不動産投資で収益物件の表面利回りやNET利回りと同じくらい重要なのが
投下した自己資金(キャッシュ)に対するキャッシュフロー運用利回りがいくらか?
ということではないでしょうか?
全体での利回りとは別に投下した現金キャッシュに対してどれくらいのキャッシュフローリターンがあるのかを知っておくことは不動産投資において非常に大切です。
投下した自己資金に対するキャッシュフロー利回り計算を表す不動産投資指標がCCR(自己資本配当比率・キャッシュオンキャッシュリターン)です。
CCR(自己資本配当比率・キャッシュオンキャッシュリターン)を使って分析することで不動産投資に投下している自己資金(キャッシュ)がキャッシュフローベースでどれくらいの利回りで回っているのかを数値化して比較分析することができるようになります。

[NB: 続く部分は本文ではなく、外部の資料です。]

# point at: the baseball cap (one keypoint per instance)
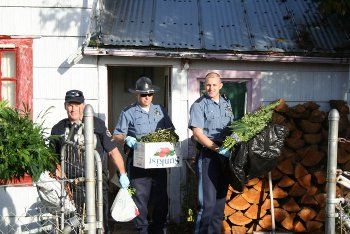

当然CCR(自己資本配当比率・キャッシュオンキャッシュリターン)の数値が高いほど効率よく自己資金(キャッシュ)を運用できているというわけです。
この記事では、不動産投資で自己資金の運用効率が一目瞭然のCCR(自己資本配当比率)分析法をご紹介します。
不動産投資指標CCR【自己資本配当比率】で自己資金に対するキャッシュフロー利回りを計算する
不動産投資指標CCR【自己資本配当比率】での不動産投資のキャッシュフロー利回りの計算方法とは?
CCR【自己資本配当比率】とは、物件を購入するために投下した自己資金のキャッシュフロー利回り計算値です。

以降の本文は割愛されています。